Stakeholders in the agriculture sector have called for more serious engagement with the Central Bank of Nigeria, CBN, and the Nigeria Agriculture Insurance Corporation, NAIC, to discuss operating guidelines of the Commercial Agriculture Credit Scheme, CACS.
They say such engagement would assist to eliminate seeming ambiguities around the guidelines to facilitate better implementation of the intervention scheme.
They also called on the Nigeria Agriculture Insurance Corporation, NAIC, to move a step towards establishing enduring business relationship with banks beyond the issue of CACS.
Oriental News Nigeria reports that these are some of the considerations sought by participants at the recently organised workshops for CACS desk officers of commercial banks in Lagos and Kaduna states by NAIC.
The CBN, in collaboration with the Federal Ministry of Agriculture and Rural Development (FMARD) established the Commercial Agriculture Credit Scheme for promoting commercial agricultural enterprises in Nigeria, which is a sub–component of the Federal Governments Commercial Agriculture Development Programme (CADP).
The Fund was intended to complement other special initiatives of the CBN, in providing concessionary funding for agriculture such as the Agricultural Credit Guarantee Scheme (ACGS) which is mostly for small scale farmers, Interest Draw-back scheme, Agricultural Credit Support Scheme and other similar developmental initiatives.
The scheme is financed from the proceeds of the N200 billion, three year bond raised by the Debt Management Office (DMO), and is made available to participating bank(s), to finance commercial agricultural enterprises.
The CACS is intended to fast track development of the agricultural sector of the Nigerian economy by providing credit facilities to commercial agricultural enterprises at a single digit interest rate;
It is also expected to enhance national food security by increasing food supply and effecting lower agricultural produce and product prices, thereby promoting low food inflation and reduce the cost of credit in agricultural production to enable farmers exploit the potentials of the sector as well as increase output, generate employment, diversify the revenue base, increase foreign exchange earnings and provide input for the industrial sector on a sustainable basis.
A communique at the end of the exercises urged CBN not give blanket refusal on moratorium on repatriation of 2 per cent commission from the fund and should treat each case on its merit as no bank would ask for moratorium if there is no need for it.
Participants in particular requested that CBN should apart from the workshop organize another forum to further discuss the CACS guidelines in details to remove any ambiguity and also clear all the grey areas, also urged NAIC to consider extending cover to include some of the exclusions with payment of additional premium. Granting of cover to include these exclusions will be treated on case by case basis.
“In view of the fact that some loans incorporate salaries, etc in their application, NAIC should consider doing its insurance on line items,rather than giving a blanket cover for the whole loan volume. In view of the fact that majority of Nigerian farmers are those who have not taken loans, NAIC should endeavour to get out of its comfort zone of concentrating only on agro-projects financed by credit and intensify its effort to reach this huge percentage of farmers”,the communique added.

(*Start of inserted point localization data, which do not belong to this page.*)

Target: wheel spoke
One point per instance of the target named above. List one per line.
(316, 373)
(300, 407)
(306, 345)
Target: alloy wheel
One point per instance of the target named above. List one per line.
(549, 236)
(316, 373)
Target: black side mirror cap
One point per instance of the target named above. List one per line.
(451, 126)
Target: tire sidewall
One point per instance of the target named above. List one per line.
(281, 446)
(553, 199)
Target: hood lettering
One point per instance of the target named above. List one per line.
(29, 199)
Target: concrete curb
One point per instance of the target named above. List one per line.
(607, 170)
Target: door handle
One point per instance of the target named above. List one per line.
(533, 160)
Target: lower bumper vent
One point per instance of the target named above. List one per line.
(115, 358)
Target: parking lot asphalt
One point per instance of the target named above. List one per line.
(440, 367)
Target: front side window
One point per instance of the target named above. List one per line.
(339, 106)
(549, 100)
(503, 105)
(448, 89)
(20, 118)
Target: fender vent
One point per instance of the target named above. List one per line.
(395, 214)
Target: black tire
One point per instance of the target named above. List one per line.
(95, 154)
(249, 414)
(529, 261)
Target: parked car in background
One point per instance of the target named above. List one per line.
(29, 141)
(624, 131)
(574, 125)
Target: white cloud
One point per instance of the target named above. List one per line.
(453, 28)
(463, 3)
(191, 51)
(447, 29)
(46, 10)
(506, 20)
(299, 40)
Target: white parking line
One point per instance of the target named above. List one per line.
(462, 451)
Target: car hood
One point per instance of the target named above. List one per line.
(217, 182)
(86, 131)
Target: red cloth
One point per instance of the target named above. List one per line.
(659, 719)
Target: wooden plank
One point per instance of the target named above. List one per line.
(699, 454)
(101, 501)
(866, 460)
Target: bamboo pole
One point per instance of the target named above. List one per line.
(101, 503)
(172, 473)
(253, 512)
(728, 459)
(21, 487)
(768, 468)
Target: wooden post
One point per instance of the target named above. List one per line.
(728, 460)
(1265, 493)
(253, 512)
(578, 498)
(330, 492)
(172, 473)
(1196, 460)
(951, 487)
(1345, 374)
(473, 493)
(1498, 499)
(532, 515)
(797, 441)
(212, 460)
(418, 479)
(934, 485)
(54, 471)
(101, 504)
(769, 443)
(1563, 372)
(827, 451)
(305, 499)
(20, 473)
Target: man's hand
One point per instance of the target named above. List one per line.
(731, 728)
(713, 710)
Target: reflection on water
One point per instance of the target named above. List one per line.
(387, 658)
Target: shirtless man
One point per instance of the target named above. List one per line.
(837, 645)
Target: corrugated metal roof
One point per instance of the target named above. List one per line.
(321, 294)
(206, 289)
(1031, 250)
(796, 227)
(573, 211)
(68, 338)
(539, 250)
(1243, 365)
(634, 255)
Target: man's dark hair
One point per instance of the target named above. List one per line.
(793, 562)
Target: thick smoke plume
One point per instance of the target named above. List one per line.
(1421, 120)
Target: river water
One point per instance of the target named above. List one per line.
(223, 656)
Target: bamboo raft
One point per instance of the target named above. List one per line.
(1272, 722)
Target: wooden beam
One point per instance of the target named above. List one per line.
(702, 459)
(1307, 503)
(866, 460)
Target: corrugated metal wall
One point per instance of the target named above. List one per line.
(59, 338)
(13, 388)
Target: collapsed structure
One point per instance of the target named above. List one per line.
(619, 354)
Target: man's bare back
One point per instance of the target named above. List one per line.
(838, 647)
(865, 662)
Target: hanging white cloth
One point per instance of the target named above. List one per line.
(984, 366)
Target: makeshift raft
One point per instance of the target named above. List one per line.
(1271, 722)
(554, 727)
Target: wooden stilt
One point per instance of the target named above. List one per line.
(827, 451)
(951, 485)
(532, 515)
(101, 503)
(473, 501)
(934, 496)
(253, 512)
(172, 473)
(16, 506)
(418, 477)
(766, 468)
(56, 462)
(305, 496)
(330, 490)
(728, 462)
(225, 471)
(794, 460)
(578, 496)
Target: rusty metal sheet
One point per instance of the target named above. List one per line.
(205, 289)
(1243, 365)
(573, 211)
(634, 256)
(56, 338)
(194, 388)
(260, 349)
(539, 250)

Participants also said there is need for collaboration between banks and NAIC officials to adequately inform and fully educate farmers on their insurance policies with NAIC as some of these farmers have been claiming ignorance of the existence of such policies, and that NAIC should not see the favourable change in the CACS guidelines as a reason to remain complacent. It should continue to strive for greater achievements by rendering timely and sterling quality services to its clients.
Furthermore it said, “NAIC is advised on the need to be competitive with her premium rates, especially in all areas of General Insurances”, adding that NAIC needs to urgently invest in Information technology, ICT to help the Corporation drive its various business processes more efficiently.
In its product development efforts, NAIC should consider developing products that would address pricing issues, the participants urged adding that banks should, as much as possible, monitor disbursed loans approved for farmers to ensure that such loans are actually expended on the project cited in the loans documents.